Apparently this is due to the classes AsyncLocalScopeManager and AsyncLocalScope.

This test (for class AsyncLocalScopeManagerTests) shows the problem:

[Fact]
public async Task ActivateAndDisposeInAsyncMethod()
{
    ISpan rootSpan = Substitute.For<ISpan>();
    ISpan prepareSpan = Substitute.For<ISpan>();
    ISpan executeSpan = Substitute.For<ISpan>();
    ISpan prepareAndExecuteSpan = Substitute.For<ISpan>();
    Task completedTask = Task.FromResult(0);

    _source.Activate(rootSpan, finishSpanOnDispose: true);

    async Task PrepareAsync()
    {
        _source.Activate(prepareAndExecuteSpan, finishSpanOnDispose: true);

        _source.Activate(prepareSpan, finishSpanOnDispose: true);
        await completedTask; // some action
        _source.Active.Dispose(); // Disposing "prepare" span.

        Assert.Same(prepareAndExecuteSpan, _source.Active.Span);
    }

    async Task ExecuteAsync()
    {
        Assert.Same(prepareAndExecuteSpan, _source.Active.Span); // FAILED

        _source.Activate(executeSpan, finishSpanOnDispose: true);
        await completedTask; // some action
        _source.Active.Dispose(); // Disposing "execute" span.

        Assert.Same(prepareAndExecuteSpan, _source.Active.Span);

        _source.Active.Dispose(); // Disposing "prepareAndExecute" span.

        Assert.Same(rootSpan, _source.Active.Span);
    }

    await PrepareAsync();
    await ExecuteAsync();

    Assert.Same(rootSpan, _source.Active.Span);
}

I tried to modify the class AsyncLocalScopeManager and change AsyncLocal<IScope> to AsyncLocal<Stack<IScope>> with Push, Pop and Peak calls, but it breaks the tests MultipleCallbacksTest and NestedCallbacksTest in OpenTracing.Examples project.

Tell me, please, is it possible to implement such a scenario (and is it possible)?

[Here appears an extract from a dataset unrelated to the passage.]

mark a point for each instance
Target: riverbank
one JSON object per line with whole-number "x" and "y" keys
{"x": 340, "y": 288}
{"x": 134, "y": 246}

austinlparker commented 6 years ago

Hey, thanks for opening the issue. If I'm reading this right, your use case is to start a span in one async method, then finish it in a different async method? I think you'd need to manually pass the span context around in that case rather than using the scope manager. Alternately, the following pseudo-code should work I'd imagine -

async Task Prepare() {
    using (prepareScope = tracer.BuildSpan("prepareAndExecute"))
    {
        DoPrepare()
        await Execute()
    }
}

async Task Execute() {
    using (executeScope = tracer.BuildSpan("execute"))
    {
        DoExecute()
    }
}

using (scope = tracer.BuildSpan("root"))
{
    await PrepareAndExecute();
}
Chakrygin commented 6 years ago

Unfortunately, we use DiagnosticSource similar to this and cannot explicitly create a root span: https://github.com/opentracing-contrib/csharp-netcore/blob/master/src/OpenTracing.Contrib.NetCore/EntityFrameworkCore/EntityFrameworkCoreDiagnostics.cs#L32

We tried to make spans similar to this:

Start "Query" span
    Start "Open Connection" span
        ...
    Finish "Open Connection" span

    Start "Execute Command" span
        ...
    Finish "Execute Command" span

    Start "Execute Command" span
        ...
    Finish "Execute Command" span
Finish "Query" span
austinlparker commented 6 years ago

The last thing you posted should work, but it's hard to say without real code. There's a couple of options as I see it.

  1. The default AsyncLocalScopeManager is going to use AsyncLocal Thread Storage to automatically set the scope on each thread (thus each async method will get its own scope and span, that's why your example fails). You could implement a different scope manager (using the IScopeManager interface) that would allow you more control over the active scope at any given time and pass that scope manager in to your tracer.

  2. Rather than using scopes, use manual span passing (this is how things work in Golang for example) to your child functions so that you can be more confident about when they're being executed.

Is that helpful?

Chakrygin commented 6 years ago

Thank you, manual span passing does not suit us. Maybe, we will try to use own IScopeManager.